Разговор, как вспоминал поэт, начался с трагедий Шекспира, а затем как-то неожиданно повернулся к роману «Молодая гвардия», и митрополит дал роману самую высокую, с точки зрения нравственности, оценку: «Он сказал, что герои Фадеева не отказались от ноши, от избранного пути, от той тяжести мира, которая была на них возложена. Николай Крутицкий с помощью Библии доказал нам, что любая трагедия — это синтез личного движения человека и движения всего мира к совершенству».
Писатели согласились с этим суждением.
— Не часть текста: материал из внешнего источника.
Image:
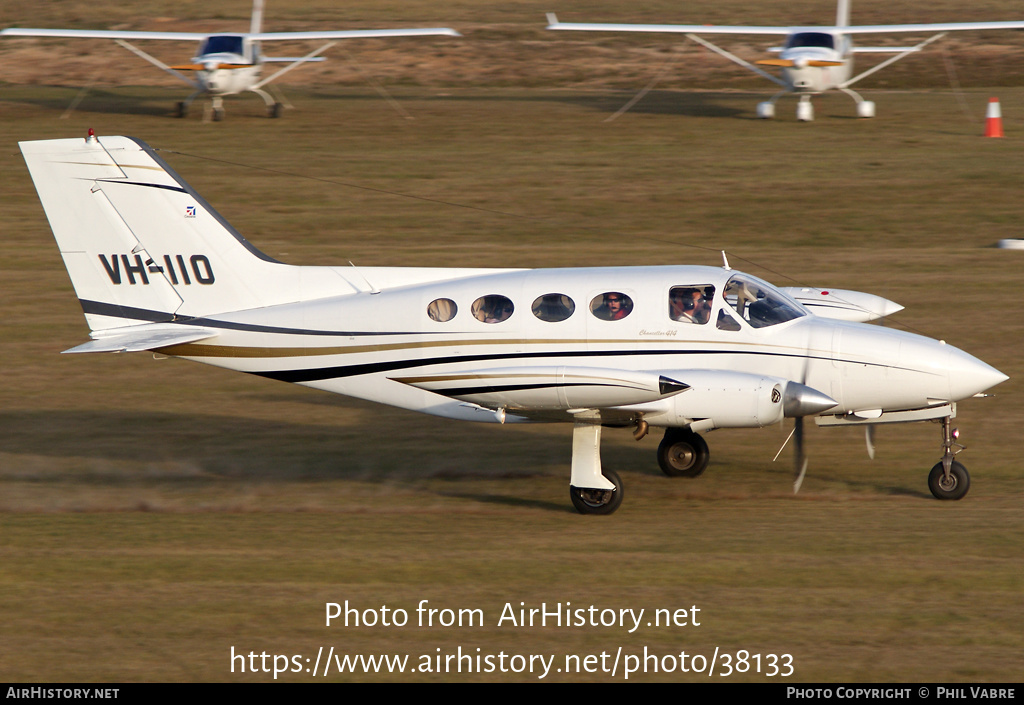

Но потом священник сказал:
— А самый страшный грех — это отчаяние.
— Но человек — не бог, — возразил Фадеев. — Куда ему уйти от слабости, от грехов?
— Да, — сказал митрополит. — Праведность не в том, чтобы не грешить, а в том, чтобы раскаяться! Осознать ошибку. Искупить, исправить ее.
Он сослался на пример из Евангелия, когда апостол Петр проявил страшную слабость и трижды в одну ночь отрекся от своего учителя Христа, затем испрашивал прощения и был прощен.
— А Иуда? — негодовал митрополит. — Человек три с половиной года прошел рядом с Богом и так ничего и не понял! Предав Христа, он не раскаялся, а впал в отчаяние и… удавился!
Тогда Фадеев спросил у митрополита:
— Потому-то самоубийцу не хоронили в церковной ограде? Если человек отчаялся, наложил на себя руки, значит — безбожник?!
— Да. Они уже не были верующими, и погребение в церковных приделах было совершенно бессмысленно, — ответил митрополит.
Фадеев спорил, доказывал, что человек свободен перед миром и собой. Он имеет право сам сбросить свой крест, если жить невыносимо тяжело, если исчерпаны душевные ресурсы.
А митрополит ровным голосом пастыря, мягко, но непреклонно убеждал своего собеседника, что самоубийство — слабость временного отчаяния, проходящей безнадежности.
— Человек должен нести свой крест до конца, — настаивал он, — как это доказали ваши прекрасные дети в романе…
— Нет! — горячился Фадеев. — Рождены мои детв были совсем для другой жизни, и я знаю, для какой, а расплачиваться им пришлось и за любовь к Родине, и за чужие преступления!
— Поверьте, что есть определенный план божий для мира и для каждой души, — увещевал митрополит. — Для каждого человека он заканчивается катарсисом, разве вы этого не замечали? А у нас с вами есть другое — познание себя. Вы же все это написали в своей хорошей книге, Александр Александрович…
Здесь в разговор вмешался Назым Хикмет. Он сказал, что разделяет веру Фадеева в человека. Но человек рождается, чтобы жить. Для него, Хикмета, вопрос: быть или не быть? — вопрос решенный. Он против самоубийства без всяких исключений.
Хикмет запомнил, что Фадеев остальной путь до санатория молчал. Митрополит, по-видимому, что-то почувствовав, разъяснял и разъяснял, насколько страшен грех отчаяния, сколь велико милосердие и как сложна жизнь…
А жить Фадееву оставалось несколько месяцев.
В газетах было опубликовано: «Центральный Комитет с прискорбием извещает…» И к этому «прискорбному извещению» было приложено так называемое «Медицинское заключение о болезни и смерти товарища Фадеева Александра Александровича».
«А. А. Фадеев в течение многих лет страдал тяжелым прогрессирующим недугом — алкоголизмом. За последние три года приступы болезни участились и осложнились дистрофией сердечной мышцы и печени. Он неоднократно лечился. В больнице и санатории. (В 1954 г. — четыре месяца, в 1955 г. — пять с половиной месяцев и в 1956 г. — два с половиной месяца.)